Mixing of Multiple Buoyant Jets

Abstract

Multiple buoyant jets are found in the natural and artificial environment: thermal discharges from fossil and nuclear-fueled electricity generation, domestic and industrial wastewater discharges, brine disposal from desalination plants, and various heat sources in the built environment. An overview of theoretical and experimental modeling of multiple buoyant jets over the past three decades is presented. Basic measurements of the structure of buoyant jet flows, integral jet modeling and three-dimensional numerical solutions of the Reynolds-averaged equations are reviewed. A semianalytical model is proposed to predict the dynamic interaction of multiple buoyant jets in stagnant fluid.
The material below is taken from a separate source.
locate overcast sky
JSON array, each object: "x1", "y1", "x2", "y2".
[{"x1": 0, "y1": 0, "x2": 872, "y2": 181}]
The unknown jet trajectories are obtained from an iterative solution of an integral jet model and the irrotational external flow. Predictions are in good agreement with experiments of clustered jet groups, turbulent plume pairs, alternating diffusers, and rosette buoyant jet groups; the approach can also be extended to multiple jets in cross-flow. The mixing of a rosette buoyant jet group in a cross-flow is reviewed. The use of jet theory in solving two unconventional urban environment problems are highlighted: (1) the unraveling of the cause of the severe acute respiratory syndrome (SARS) outbreak in Hong Kong in 2003; and (2) design of a complex river junction for flood control under tight space constraints. It is suggested that experiments will remain a source of new theoretical ideas and the need for a civil engineer to solve complex problems with tractable models and analytical clarity will prevail.